International covenant on civil and political rights




26 June 2009





Information provided by the Government of COSTA RICA on the implementation of the concluding observations of the Human Rights Committee (CCPR/C/CRI/CO/5) *

[1 May 2009]

Paragraph 9. The Committee is concerned about overcrowding and poor conditions in the detention centres of the State party, including those administered by the migration authorities (article 10 of the Convention).

The State party should take steps to end overcrowding in detention centres, including those administered by the migration authorities, and to ensure compliance with the requirements of article 10. In particular, the State party should take into consideration the Standard Minimum Rules for the Treatment of Prisoners.

1.In 2008, the Costa Rican Migration and Aliens Office, the body responsible for migration affairs, drafted a manual of operational guidelines and procedures for temporary detention centres for foreigners without legal status. This document has the following aims:

(a)To establish an organizational structure to ensure fluidity of communications and facilitate inter- and intra-institutional coordination;

(b)To harmonize the procedures, activities and responsibilities involved in the operation of temporary detention centres for foreigners without legal status;

(c)To establish control mechanisms to ensure transparency of the different activities and procedures that are in turn developed at the temporary detention centres for foreigners without legal status;

(d)To identify the possible risks that may arise in the operation of specific centres and in the treatment of the detained population;

(e)To establish coordination and communication mechanisms to ensure the process of investigating the migratory situation of detained foreigners and the implementation of deportation procedures run smoothly, including injunctions, notifications or repatriation, as appropriate;

(f)To guarantee the respect of the human rights of the migrant population in administrative detention;

(g)To ensure victims are protected against offences such as trafficking in persons and smuggling of migrants and refugee claimants;

(h)To establish the conditions that must be prevalent in the temporary detention centres for foreigners without legal status.
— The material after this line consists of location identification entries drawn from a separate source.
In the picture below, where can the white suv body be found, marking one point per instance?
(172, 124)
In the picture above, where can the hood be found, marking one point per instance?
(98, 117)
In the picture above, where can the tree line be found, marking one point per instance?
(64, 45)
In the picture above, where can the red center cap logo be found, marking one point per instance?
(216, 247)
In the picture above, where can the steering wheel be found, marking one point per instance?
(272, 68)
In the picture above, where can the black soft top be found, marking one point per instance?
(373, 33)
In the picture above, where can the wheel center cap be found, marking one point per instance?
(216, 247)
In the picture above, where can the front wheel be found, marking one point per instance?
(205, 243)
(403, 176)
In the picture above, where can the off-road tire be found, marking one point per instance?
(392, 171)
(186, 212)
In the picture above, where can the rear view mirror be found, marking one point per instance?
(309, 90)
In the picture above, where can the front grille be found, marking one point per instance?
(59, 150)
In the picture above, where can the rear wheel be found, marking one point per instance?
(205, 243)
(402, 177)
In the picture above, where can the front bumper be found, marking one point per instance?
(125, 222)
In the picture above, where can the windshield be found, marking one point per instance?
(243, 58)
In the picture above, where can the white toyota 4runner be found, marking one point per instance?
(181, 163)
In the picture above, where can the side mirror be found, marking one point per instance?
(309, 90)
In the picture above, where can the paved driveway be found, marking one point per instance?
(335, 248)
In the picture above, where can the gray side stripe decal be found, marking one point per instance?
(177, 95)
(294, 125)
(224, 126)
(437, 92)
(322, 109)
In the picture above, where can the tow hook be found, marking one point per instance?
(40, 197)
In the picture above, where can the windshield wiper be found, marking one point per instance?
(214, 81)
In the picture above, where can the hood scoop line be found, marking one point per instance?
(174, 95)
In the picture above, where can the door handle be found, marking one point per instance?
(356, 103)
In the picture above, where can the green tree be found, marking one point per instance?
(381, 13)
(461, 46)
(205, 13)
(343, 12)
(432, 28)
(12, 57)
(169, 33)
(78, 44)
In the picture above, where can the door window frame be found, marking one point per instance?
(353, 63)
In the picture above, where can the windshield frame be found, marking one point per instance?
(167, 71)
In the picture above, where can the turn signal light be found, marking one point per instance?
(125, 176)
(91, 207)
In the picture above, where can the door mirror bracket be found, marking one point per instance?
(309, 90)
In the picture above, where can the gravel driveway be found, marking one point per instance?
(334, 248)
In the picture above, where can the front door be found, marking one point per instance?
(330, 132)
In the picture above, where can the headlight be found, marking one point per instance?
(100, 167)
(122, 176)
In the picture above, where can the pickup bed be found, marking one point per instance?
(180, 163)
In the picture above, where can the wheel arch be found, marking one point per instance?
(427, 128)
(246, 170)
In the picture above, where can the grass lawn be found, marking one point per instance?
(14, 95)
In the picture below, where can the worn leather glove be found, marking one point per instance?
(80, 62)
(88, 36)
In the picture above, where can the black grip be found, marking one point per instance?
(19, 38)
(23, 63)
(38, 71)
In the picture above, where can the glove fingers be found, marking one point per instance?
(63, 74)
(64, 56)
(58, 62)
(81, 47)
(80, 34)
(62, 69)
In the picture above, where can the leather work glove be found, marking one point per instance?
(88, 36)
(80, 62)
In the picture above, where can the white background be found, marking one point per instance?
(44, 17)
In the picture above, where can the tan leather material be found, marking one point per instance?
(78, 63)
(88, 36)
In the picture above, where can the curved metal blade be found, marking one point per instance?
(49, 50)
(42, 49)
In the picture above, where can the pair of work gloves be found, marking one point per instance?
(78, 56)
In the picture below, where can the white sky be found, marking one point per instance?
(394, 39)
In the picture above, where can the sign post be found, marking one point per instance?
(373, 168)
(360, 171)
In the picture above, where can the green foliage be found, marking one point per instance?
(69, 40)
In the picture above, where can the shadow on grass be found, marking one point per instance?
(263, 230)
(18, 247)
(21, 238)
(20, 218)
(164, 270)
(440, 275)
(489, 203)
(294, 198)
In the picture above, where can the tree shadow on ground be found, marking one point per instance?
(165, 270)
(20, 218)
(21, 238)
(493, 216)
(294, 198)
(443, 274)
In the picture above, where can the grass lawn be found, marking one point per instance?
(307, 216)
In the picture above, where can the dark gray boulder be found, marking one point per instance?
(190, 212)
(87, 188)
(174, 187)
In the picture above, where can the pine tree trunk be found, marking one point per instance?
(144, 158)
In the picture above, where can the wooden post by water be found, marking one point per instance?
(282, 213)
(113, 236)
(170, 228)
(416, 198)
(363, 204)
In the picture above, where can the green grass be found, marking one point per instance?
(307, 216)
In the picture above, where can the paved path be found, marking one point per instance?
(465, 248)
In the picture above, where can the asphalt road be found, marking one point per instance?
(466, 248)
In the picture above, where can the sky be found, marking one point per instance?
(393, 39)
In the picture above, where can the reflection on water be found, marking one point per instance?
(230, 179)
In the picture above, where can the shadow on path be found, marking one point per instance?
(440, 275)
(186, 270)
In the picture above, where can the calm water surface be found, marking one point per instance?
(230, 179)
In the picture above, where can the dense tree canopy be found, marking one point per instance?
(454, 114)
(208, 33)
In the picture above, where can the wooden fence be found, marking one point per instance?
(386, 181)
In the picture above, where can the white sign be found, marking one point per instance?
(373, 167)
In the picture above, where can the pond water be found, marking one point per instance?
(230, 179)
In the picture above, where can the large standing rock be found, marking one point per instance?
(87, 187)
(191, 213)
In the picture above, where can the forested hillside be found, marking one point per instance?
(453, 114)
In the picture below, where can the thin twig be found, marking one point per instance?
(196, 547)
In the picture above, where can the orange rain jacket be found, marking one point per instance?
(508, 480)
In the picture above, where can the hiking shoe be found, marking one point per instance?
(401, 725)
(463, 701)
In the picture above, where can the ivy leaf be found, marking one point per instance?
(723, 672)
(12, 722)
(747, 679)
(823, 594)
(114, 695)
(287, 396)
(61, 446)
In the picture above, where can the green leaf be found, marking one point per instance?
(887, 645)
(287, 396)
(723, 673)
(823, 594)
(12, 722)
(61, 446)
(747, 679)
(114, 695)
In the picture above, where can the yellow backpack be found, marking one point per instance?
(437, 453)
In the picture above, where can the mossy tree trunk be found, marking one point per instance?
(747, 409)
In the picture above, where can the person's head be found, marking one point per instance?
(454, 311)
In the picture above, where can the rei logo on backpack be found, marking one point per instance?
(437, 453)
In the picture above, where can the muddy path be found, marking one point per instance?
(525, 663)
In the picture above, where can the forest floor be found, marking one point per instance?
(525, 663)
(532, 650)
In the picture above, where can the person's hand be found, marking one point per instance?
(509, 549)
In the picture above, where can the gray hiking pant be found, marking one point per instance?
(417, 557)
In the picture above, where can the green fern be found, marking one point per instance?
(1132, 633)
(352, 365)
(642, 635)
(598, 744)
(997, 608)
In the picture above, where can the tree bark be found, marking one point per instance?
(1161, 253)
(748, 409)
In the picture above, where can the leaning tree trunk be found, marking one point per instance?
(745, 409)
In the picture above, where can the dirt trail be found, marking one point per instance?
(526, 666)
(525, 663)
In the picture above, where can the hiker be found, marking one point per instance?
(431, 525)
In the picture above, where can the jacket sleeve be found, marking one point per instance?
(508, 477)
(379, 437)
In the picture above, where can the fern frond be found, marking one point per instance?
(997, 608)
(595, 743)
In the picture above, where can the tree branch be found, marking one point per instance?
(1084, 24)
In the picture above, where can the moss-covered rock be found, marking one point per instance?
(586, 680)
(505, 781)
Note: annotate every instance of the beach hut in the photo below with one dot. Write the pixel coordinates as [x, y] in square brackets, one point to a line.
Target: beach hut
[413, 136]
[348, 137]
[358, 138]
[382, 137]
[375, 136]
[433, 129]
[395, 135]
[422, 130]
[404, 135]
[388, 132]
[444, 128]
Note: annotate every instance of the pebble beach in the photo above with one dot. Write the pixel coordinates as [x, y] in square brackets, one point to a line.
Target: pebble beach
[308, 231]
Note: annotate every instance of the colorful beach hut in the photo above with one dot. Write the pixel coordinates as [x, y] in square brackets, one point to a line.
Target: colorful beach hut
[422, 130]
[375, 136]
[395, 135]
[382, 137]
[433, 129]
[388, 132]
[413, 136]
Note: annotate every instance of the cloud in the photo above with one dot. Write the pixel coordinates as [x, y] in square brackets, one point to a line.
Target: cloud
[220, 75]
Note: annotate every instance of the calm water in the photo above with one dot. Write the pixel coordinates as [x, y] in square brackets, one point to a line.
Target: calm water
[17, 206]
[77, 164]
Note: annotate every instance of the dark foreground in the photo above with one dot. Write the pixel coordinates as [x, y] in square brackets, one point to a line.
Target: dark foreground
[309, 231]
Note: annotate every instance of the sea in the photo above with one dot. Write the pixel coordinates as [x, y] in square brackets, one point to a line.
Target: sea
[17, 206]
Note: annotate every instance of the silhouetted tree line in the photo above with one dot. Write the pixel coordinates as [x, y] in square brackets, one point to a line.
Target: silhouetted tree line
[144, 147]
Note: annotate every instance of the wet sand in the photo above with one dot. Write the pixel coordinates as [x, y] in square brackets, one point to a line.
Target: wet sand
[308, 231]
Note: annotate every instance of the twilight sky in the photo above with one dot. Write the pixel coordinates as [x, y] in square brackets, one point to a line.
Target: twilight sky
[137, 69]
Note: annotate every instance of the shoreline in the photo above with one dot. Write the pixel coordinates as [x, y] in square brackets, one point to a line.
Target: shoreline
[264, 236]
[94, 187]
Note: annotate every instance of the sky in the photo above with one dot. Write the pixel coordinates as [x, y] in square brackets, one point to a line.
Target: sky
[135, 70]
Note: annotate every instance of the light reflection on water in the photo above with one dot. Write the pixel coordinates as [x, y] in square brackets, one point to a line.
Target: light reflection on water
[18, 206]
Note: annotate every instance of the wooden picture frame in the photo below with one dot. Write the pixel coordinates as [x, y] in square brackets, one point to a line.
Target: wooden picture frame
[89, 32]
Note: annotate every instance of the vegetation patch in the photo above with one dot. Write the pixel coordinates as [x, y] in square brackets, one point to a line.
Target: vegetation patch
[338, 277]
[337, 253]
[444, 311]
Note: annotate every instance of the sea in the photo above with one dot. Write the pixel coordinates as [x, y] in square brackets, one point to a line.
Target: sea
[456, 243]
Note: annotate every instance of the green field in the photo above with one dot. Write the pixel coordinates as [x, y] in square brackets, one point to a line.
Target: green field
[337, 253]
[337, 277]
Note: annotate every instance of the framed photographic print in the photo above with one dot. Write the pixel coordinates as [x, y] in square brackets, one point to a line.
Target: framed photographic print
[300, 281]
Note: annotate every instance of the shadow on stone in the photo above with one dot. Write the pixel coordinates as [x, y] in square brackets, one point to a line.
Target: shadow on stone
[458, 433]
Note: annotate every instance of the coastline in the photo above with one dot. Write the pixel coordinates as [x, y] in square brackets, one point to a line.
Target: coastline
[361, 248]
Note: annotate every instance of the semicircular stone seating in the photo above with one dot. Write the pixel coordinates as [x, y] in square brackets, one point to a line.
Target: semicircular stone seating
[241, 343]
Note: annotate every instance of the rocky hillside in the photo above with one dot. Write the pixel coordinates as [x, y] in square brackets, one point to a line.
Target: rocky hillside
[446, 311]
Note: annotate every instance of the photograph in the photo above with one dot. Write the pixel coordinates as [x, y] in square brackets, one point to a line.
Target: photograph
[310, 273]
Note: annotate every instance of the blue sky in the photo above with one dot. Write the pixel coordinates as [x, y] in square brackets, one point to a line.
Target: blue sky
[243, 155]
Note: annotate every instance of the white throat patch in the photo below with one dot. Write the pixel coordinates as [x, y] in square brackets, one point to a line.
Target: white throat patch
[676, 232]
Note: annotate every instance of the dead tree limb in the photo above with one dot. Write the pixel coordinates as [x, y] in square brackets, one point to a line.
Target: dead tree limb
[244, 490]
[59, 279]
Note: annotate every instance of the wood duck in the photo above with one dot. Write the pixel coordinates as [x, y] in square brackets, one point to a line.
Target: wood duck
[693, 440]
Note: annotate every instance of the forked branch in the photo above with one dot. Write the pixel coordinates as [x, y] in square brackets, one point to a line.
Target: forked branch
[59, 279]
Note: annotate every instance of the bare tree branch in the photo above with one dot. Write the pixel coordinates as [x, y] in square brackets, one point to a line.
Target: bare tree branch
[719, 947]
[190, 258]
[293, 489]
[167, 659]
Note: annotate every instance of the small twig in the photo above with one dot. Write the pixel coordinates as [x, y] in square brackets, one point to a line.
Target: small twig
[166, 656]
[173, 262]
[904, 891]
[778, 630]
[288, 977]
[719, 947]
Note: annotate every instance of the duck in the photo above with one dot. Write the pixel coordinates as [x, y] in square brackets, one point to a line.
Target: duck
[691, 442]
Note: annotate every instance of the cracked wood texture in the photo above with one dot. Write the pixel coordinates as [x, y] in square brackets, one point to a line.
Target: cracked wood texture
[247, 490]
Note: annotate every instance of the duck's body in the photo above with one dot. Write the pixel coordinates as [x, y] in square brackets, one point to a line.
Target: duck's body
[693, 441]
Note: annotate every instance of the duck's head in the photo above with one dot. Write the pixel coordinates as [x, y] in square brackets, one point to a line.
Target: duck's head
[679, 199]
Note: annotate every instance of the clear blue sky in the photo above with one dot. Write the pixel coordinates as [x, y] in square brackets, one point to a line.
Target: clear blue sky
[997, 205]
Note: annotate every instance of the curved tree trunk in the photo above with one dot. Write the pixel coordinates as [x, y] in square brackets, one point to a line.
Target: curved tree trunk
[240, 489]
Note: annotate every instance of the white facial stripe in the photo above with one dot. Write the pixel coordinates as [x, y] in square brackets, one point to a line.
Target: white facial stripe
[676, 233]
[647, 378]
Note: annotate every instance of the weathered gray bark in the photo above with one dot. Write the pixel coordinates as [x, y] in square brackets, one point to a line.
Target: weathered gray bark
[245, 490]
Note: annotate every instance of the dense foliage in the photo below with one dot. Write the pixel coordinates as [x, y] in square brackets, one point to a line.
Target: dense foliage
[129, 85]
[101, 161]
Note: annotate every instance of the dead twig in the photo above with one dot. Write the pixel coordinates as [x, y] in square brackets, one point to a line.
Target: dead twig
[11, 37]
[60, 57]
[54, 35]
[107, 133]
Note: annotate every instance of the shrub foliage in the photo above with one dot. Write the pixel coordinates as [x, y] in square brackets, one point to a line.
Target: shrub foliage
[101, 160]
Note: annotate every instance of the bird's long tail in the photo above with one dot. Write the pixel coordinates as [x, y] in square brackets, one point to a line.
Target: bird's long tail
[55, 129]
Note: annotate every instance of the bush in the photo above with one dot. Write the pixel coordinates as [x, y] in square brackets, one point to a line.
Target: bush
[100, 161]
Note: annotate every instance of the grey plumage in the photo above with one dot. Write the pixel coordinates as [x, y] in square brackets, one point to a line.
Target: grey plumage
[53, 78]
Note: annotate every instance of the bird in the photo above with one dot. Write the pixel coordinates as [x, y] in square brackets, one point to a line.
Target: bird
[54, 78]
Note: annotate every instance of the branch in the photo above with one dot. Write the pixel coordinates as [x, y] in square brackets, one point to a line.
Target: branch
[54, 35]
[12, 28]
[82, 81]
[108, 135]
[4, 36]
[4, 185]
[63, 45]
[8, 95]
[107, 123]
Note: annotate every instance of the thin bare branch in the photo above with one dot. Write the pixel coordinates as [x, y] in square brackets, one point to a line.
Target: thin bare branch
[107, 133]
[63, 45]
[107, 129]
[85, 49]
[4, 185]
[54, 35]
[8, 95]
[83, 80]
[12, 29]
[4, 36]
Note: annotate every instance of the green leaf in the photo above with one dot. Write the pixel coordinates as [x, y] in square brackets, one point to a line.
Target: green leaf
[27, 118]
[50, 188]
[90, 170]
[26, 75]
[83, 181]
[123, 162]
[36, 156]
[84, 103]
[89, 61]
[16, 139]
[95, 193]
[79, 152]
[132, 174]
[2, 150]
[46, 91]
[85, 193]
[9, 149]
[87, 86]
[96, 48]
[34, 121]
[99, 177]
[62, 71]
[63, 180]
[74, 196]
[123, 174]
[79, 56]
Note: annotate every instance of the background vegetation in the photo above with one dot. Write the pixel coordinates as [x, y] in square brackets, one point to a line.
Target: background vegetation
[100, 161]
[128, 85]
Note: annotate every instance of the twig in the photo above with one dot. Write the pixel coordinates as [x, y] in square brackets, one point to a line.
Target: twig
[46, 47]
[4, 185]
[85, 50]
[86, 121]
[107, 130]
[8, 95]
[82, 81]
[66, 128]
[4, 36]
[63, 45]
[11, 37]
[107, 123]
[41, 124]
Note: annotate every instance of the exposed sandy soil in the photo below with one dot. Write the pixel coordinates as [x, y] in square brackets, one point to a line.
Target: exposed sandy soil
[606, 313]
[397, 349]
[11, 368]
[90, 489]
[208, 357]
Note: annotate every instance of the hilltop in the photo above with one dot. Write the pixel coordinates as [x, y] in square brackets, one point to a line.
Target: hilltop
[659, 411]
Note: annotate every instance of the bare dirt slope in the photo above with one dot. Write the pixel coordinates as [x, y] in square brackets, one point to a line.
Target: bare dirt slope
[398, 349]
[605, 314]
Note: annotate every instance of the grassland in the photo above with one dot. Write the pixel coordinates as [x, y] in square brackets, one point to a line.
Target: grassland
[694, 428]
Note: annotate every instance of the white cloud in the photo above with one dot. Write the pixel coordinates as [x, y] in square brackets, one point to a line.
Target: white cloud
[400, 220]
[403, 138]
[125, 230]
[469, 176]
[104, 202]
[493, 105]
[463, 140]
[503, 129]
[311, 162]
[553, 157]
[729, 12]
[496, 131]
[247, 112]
2.The manual establishes rules to avoid situations where more persons detained for breaches of migration rules are being housed in an authorized centre or compound than the number of properly equipped spaces should allow.

3.The main guiding principles of these rules include the right to equality and non‑discrimination; to life and protection of personal integrity; to minimum detention periods; to due process; to information and communication; to individual treatment for every migrant; to respect for the family unit and to prohibition of torture and other cruel, inhuman and degrading treatment; to seek refugee status; and to application of the principle of non-refoulement.

Paragraph 12. While acknowledging the State party’s efforts to combat trafficking in women and children and sexual exploitation, such as surveillance systems and alliances with private-sector actors, including hoteliers and taxi networks, the Committee notes with concern the lack of public awareness of the unlawful nature of such phenomena. It also regrets that it has not received clear-cut information regarding the alleged trafficking of children from Ecuador in 2004. The Committee is concerned that such acts may go unpunished (arts. 2 and 24).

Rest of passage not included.